Carte des arbitrages spécifiques à .NET
Les directives génériques de sandboxing systemd (protection des tunables noyau, des modules, des cgroups, de l'horloge, retrait des capabilities, etc.) sont documentées en détail ailleurs, notamment sur linux-audit.com/systemd/. Les arbitrages ci-dessous portent exclusivement sur les directives dont le comportement change dans un contexte .NET, parce que le runtime, le Generic Host ou le JIT entrent en interaction avec la directive.
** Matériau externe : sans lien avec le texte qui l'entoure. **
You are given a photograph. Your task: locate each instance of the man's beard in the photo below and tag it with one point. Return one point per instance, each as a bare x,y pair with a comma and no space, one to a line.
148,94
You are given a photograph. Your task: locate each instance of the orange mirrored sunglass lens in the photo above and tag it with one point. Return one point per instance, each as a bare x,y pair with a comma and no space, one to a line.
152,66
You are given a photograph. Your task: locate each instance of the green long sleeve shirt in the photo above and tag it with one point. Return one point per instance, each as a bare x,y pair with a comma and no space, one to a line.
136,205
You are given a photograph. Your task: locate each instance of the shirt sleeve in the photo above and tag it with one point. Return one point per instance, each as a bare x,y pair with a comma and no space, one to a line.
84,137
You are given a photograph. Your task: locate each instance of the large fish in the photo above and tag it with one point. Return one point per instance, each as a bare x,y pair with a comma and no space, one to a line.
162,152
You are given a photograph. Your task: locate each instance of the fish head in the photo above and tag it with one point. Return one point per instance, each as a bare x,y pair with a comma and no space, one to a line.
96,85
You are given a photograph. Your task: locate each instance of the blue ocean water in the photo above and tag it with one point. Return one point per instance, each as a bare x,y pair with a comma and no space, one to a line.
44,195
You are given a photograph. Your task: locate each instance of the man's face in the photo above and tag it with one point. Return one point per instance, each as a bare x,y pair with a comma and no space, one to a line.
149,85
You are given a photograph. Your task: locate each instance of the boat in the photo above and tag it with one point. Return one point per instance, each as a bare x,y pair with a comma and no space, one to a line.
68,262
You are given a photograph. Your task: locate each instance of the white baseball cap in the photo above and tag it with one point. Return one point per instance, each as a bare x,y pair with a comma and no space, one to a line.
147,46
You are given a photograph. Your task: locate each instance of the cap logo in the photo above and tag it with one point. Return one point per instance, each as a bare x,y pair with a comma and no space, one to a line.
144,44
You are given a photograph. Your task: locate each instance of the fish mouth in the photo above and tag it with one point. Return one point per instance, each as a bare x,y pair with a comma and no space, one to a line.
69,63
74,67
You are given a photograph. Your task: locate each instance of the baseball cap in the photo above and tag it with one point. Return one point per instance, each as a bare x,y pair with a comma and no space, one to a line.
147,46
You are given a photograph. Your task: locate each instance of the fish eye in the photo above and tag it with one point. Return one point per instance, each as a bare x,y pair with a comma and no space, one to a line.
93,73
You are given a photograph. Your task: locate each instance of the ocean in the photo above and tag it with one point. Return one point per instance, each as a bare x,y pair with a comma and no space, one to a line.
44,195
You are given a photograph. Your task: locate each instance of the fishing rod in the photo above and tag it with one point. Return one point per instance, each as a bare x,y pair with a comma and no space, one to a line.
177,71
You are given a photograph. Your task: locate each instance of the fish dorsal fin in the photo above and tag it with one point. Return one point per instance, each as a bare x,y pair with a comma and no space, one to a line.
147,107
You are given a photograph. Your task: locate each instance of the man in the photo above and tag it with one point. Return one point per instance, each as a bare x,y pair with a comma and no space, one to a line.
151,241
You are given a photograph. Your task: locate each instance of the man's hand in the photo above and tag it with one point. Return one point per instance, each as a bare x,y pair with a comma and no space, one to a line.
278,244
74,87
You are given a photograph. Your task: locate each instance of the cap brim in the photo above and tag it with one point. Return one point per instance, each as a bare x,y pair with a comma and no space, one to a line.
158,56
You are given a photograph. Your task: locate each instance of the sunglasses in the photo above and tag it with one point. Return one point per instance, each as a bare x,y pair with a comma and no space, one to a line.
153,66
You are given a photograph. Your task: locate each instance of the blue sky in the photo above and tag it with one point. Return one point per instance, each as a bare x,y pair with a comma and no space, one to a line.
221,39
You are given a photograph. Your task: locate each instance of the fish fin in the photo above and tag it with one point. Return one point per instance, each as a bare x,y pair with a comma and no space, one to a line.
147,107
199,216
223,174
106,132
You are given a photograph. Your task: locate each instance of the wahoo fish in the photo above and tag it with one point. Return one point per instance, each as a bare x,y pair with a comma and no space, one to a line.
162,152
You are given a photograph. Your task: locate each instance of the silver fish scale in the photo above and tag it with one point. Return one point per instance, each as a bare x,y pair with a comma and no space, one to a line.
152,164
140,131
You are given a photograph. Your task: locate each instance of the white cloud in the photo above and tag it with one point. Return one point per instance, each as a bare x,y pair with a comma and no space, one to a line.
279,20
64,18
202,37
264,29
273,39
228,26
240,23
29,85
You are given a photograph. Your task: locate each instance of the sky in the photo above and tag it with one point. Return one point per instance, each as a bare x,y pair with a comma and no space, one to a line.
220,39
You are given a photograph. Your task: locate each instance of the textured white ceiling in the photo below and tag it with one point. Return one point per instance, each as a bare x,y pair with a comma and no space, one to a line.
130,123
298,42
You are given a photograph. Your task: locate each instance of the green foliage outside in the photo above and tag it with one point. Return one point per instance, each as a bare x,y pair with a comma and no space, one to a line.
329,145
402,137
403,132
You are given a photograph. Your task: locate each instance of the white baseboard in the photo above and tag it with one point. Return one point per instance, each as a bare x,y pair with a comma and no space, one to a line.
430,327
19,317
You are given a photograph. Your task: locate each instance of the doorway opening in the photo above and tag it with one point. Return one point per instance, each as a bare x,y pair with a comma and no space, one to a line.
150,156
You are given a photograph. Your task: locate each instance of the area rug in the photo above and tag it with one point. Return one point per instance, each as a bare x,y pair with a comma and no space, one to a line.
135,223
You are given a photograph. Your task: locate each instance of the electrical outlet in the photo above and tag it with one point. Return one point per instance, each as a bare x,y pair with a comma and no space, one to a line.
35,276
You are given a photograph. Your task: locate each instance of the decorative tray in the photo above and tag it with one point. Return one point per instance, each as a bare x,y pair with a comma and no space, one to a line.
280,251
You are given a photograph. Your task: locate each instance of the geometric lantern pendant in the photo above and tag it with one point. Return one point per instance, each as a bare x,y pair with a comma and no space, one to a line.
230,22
| Directive | Décision à prendre |
|---|---|
Type= / ProtectProc= |
simple + invisible ou notify + default |
MemoryDenyWriteExecute= |
Désactivé avec JIT, activable en Native AOT |
KillSignal= |
KillSignal=SIGTERM pour rester cohérent avec UseSystemd() |
TimeoutStopSec= |
À tenir strictement supérieur à HostOptions.ShutdownTimeout |
ProtectSystem=strict + StateDirectory= |
Rouvrir les chemins d'écriture pour Data Protection, logs applicatifs, cache |
EnvironmentFile= vs LoadCredential= |
Gestion des identités et des secrets |
Un exemple complet de fichier unit reprenant ces arbitrages, accompagné d'un jeu de directives génériques de sandboxing, est disponible dans la page de ressource à adapter au contexte. Ce fichier est un support d'analyse, pas une configuration à copier en production : chaque directive doit être validée dans votre modèle de menace, vos dépendances et vos contraintes d'exploitation.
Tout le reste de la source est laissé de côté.